Soon after their return to power, the Taliban tracked down and massacred those who had collaborated with international military forces or worked for the previous Afghan government.

“I was fearful. This is why my daughters and myself wore the burqa. The boys had their faces covered by cloth and lying down in the vehicle so as not to reveal that they were Hazara,” the woman goes on to say.

"I just had been a law student for two weeks,” one of her daughters says. “The Taliban takeover left me with no other option but to quit my university and further education.”

"Only a few people knew that I was a Christian," says a man, his face obscured as well. “But my Muslim friends always ask me to convert back to Islam. I would tell them that it's none of your business.” 

When the Taliban began to hunt him down because they had found out that he was a Christian, they only found his wife at home. They asked her, "Where is your husband?" In order to get information, they tortured her, burning her arms with a heated skewer, leaving scars still visible months later.

The family fled bringing nothing along “except the clothes” worn “at that moment,” the man says. “We stayed in Quetta for a while, but the difficulties we were facing in Quetta were that my uncle and aunt knew that we were Christians, so whenever we went, they (my uncle and aunt) would call ahead and tell them not to let us stay because we are Christians and infidels.”

The Hazaras “are not welcomed in Pakistan; they are not welcomed anywhere,” explains Prof Farooq Suleria, an Afghan conflict analyst.

“Above all, both Taliban and Daesh are targeting Hazara people in different ways; for instance, there has been news that – and credible news – that Hazaras have been evicted from their villages and their homes, and these properties, these lands have been given over to Taliban fighters who were fighting for the last 20 years.”

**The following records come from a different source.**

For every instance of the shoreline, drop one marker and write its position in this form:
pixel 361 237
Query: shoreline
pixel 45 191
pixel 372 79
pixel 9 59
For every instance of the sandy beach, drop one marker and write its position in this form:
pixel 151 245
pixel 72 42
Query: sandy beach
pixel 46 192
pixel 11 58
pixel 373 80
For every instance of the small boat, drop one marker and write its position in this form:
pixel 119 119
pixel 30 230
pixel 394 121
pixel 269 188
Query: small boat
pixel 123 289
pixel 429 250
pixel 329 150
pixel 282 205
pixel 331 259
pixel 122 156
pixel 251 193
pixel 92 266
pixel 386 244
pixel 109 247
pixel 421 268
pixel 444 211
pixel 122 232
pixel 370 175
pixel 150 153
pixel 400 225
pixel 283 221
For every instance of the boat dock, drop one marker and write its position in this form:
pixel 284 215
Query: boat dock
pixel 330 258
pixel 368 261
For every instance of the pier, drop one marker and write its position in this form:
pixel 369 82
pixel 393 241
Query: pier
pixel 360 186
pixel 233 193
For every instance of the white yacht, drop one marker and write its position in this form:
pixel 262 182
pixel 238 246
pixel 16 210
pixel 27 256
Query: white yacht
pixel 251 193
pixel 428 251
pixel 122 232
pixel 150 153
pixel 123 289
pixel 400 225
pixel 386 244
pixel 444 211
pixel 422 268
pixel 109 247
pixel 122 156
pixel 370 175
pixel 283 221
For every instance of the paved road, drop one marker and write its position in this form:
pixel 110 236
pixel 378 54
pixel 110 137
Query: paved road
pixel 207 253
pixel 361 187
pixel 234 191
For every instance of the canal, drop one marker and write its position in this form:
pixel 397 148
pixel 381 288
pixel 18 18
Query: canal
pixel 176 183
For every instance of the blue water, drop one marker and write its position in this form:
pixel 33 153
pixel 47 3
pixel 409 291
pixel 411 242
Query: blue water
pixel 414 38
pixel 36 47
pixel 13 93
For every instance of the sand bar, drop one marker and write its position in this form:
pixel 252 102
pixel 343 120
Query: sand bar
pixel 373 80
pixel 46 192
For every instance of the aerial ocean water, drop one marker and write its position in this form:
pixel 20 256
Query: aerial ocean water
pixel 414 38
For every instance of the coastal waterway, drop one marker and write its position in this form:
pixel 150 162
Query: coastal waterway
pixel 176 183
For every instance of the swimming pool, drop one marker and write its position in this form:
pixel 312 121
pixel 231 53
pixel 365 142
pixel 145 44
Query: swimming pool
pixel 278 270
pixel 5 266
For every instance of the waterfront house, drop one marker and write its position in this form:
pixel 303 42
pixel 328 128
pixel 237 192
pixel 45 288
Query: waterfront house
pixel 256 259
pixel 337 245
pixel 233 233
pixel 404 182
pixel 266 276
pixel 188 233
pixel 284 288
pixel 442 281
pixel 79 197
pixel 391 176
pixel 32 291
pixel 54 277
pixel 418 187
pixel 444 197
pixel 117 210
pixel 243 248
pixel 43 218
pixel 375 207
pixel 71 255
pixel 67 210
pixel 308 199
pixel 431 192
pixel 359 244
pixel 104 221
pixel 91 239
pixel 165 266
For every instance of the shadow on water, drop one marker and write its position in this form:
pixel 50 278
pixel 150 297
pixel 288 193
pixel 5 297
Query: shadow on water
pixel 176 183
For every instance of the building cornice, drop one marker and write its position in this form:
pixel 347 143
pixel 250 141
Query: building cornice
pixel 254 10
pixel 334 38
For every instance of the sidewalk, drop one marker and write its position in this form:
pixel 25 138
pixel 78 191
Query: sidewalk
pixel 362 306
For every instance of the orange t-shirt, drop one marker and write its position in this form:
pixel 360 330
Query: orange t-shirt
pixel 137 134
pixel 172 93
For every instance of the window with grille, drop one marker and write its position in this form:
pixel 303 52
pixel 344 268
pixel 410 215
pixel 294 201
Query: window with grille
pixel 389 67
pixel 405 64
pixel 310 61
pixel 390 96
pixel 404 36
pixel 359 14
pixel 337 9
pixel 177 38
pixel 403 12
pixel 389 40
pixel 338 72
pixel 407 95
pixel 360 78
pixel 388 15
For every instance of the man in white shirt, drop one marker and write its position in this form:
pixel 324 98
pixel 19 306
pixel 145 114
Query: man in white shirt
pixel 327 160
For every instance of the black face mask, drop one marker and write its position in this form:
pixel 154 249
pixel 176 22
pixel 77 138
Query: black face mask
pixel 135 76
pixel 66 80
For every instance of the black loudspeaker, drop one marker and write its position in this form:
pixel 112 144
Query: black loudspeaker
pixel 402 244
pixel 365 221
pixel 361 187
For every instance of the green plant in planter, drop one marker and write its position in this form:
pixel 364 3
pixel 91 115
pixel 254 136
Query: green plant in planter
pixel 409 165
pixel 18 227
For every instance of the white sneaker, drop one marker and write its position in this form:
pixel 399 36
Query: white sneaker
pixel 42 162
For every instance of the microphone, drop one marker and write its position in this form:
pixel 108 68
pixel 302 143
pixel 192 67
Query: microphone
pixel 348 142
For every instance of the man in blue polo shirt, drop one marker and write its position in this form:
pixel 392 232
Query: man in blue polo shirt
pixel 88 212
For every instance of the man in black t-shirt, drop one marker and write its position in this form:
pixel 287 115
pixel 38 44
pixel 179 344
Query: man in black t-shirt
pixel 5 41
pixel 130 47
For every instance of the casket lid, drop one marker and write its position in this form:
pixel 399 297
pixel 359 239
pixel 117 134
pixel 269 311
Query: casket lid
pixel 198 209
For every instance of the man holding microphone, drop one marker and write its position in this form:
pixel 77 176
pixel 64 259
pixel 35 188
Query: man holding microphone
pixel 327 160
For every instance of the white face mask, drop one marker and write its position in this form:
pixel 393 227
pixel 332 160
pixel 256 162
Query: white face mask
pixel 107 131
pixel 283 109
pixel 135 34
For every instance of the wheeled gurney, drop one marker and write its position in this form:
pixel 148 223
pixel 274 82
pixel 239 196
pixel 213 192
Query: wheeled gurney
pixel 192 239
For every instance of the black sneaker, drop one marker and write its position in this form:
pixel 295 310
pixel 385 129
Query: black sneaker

Their persecution "is an ongoing crisis which has a history of over 40 years now. It is very important to address [it] and I think this is one of the urgent humanitarian issues that should be paid notice to.”

In fact, there are no signs of improvement in Pakistan, where refugees face daily discrimination as well as severe financial problems and limited access to resources and opportunities.

Many Afghans "receive calls, threatening calls, from unknown numbers telling them they know where they are, [that] They will track them,” says Sabal Gul Khattak, an independent researcher.

"No one is willing to rent their houses to them and if they do, then it is, you know, at exorbitant amounts, but being people who have left homes and who had to flee, they don't have the kind of money that is needed to survive in a hostile environment.”

A young Hazara Christian couple agree that the main problem in Pakistan is money.

“Though I studied in Pakistan, [and ] have actually [a] licence  for work from [the] PMC, the Pakistan Medical Commission, I cannot work because I do not have a work visa,” says the young husband. “We are living here by donations,” he laments.

In many Pakistani cities, “We hear the news that police have arrested Afghan refugees who are living here illegally,” he adds. While the Pakistani government has extended the visa for some Afghans, “there are many who don’t have visas.” And those who do, the extension is “only till December,” explains Sabal Gul Khattak. “After December, they don’t know where they will go.”

For some refugees, the situation is such that they are prisoners in their own homes, so stressed out that they are afraid to the point that “if someone rings the door bell, I fear it may be the police, and they might ask me about my documents and deport be back,” explains another refugee.

"I was hoping for a future," says the young married man cited above. “When I came here on the scholarship in Pakistan, my plan for the future was to go back and serve my people. But after recent events in Afghanistan, our situation in Pakistan [is such that] we are stuck here. We have nowhere to go back; [and] we have no way to go further.”

The only solution for Sabal Gul Khattak is to make “arrangements in countries where they will be safe.” It is clear that “the Hazara refugees are not going to be safe in Pakistan. We know that.” At the same time, “there are laws,” she adds. “We need to make use of those laws of asylum in every country.”